I am performing aggregation using kafkaStreams which actually keeps all my aggregated records into a keyValue state store against a specific key which i am generating to uniquely identify that aggregation. I am not using any kafka window for this aggregation. so essentially this method will keep of listening to input data and thus keep on aggregating. Now based on the key, i need to apply different logic to search from the stateStore and move my data downstream.
Kafka's KeyValueStateStore gives me 4 methods viz, all, prefixScan, range and get. Of which based on the key i am generating, i find i can only use all and get.

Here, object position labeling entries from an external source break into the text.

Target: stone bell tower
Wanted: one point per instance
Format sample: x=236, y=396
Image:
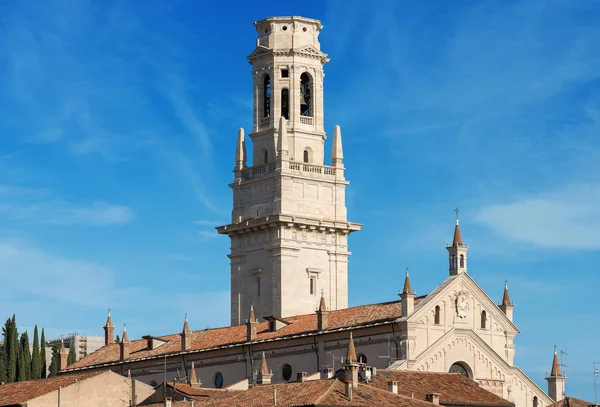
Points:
x=289, y=232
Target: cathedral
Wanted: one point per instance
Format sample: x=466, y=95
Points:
x=289, y=264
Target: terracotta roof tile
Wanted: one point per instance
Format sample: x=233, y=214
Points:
x=21, y=392
x=452, y=387
x=236, y=335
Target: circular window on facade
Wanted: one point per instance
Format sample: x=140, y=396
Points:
x=219, y=380
x=459, y=368
x=286, y=372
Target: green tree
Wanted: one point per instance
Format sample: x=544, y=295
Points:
x=55, y=358
x=36, y=361
x=26, y=355
x=12, y=349
x=71, y=357
x=43, y=355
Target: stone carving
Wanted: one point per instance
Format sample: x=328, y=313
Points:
x=462, y=304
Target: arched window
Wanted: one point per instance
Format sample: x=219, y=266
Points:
x=305, y=95
x=461, y=368
x=218, y=380
x=285, y=103
x=286, y=372
x=267, y=96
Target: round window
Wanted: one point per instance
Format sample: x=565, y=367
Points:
x=286, y=372
x=219, y=380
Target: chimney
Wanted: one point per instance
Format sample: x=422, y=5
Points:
x=109, y=331
x=348, y=390
x=327, y=373
x=62, y=360
x=251, y=326
x=433, y=398
x=322, y=315
x=186, y=336
x=264, y=376
x=125, y=344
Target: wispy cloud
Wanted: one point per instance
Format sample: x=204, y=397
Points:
x=567, y=217
x=43, y=206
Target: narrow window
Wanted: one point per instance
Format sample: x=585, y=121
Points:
x=285, y=103
x=305, y=95
x=267, y=96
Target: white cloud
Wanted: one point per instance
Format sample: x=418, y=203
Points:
x=42, y=206
x=567, y=217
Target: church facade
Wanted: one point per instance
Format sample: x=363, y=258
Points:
x=289, y=257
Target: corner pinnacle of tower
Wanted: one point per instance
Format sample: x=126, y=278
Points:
x=555, y=372
x=109, y=323
x=407, y=288
x=351, y=353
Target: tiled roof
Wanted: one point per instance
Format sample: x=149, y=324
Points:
x=453, y=388
x=21, y=392
x=363, y=315
x=329, y=392
x=571, y=402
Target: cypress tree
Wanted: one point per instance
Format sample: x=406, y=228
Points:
x=54, y=363
x=26, y=355
x=36, y=361
x=44, y=371
x=21, y=373
x=71, y=357
x=12, y=350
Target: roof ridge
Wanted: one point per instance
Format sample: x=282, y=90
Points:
x=326, y=392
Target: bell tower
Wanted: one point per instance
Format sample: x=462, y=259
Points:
x=289, y=231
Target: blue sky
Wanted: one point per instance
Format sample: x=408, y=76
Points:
x=118, y=125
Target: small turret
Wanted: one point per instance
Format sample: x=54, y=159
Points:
x=556, y=380
x=457, y=252
x=408, y=297
x=109, y=331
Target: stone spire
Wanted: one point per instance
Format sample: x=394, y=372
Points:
x=264, y=375
x=251, y=326
x=109, y=331
x=63, y=355
x=408, y=297
x=322, y=314
x=193, y=378
x=240, y=151
x=186, y=336
x=337, y=153
x=457, y=252
x=556, y=380
x=125, y=344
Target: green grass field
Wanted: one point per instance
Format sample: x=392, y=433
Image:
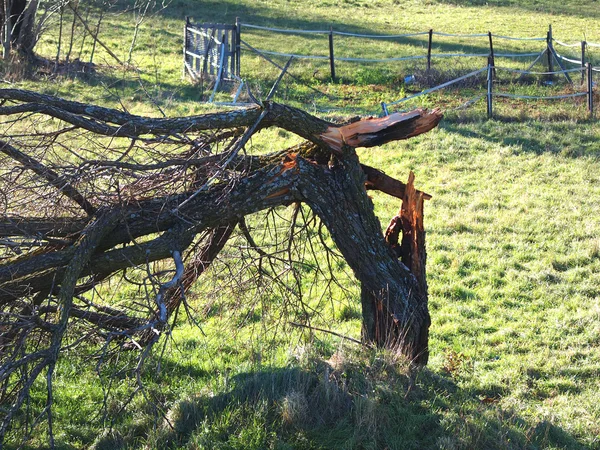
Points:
x=513, y=235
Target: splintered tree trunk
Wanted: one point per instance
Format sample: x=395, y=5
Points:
x=149, y=190
x=394, y=299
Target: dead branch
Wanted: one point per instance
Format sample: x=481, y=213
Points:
x=90, y=194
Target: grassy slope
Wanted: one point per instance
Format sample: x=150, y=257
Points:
x=514, y=258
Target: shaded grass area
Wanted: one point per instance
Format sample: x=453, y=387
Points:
x=513, y=263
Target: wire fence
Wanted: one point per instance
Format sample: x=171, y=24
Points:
x=491, y=93
x=553, y=63
x=429, y=55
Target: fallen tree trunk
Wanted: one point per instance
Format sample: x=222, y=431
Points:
x=90, y=193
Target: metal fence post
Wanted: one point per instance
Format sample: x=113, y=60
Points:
x=429, y=44
x=590, y=89
x=331, y=58
x=489, y=93
x=549, y=53
x=491, y=59
x=583, y=44
x=238, y=38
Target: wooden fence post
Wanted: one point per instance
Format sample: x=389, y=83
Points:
x=583, y=44
x=491, y=59
x=489, y=92
x=590, y=89
x=429, y=49
x=331, y=58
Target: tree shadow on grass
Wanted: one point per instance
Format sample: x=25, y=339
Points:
x=559, y=137
x=374, y=405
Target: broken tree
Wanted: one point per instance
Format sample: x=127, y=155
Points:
x=90, y=193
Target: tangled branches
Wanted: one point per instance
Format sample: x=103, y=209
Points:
x=93, y=199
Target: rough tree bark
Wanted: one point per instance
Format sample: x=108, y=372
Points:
x=89, y=193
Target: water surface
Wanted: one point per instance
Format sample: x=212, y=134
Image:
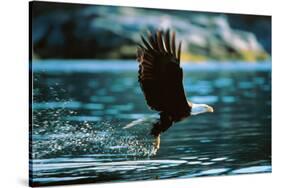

- if i use get, kafka will internally scan over the complete statestore and give me data for the specific key, so if i have a list of keys, it will iterate over complete statestore for the number of keys in the list.
- If I manage to create a regex for my search key, i can use all() and iterate over all data in statestore in a java logic and search for my regex and move downstream. but again it will be a manual iteration over the complete statestore.
P.S. at any point in time my statestore will contain at least a billion records.
Can someone please suggest the best (performance wise) possible way to retrieve data using a key search into kafka keyValue stateStore. or any alternative to the approach is appreciated.
Update: After eviction of data from statestore, i am not deleting it but wish to update it with a flag stating evicted or not. Which can only be possible by having a read/write access to the statestore which is again only available through pipeline as interactive queries give only a read access to the statestore. This is what my knowledge of Kafka limits to. Please help if otherwise.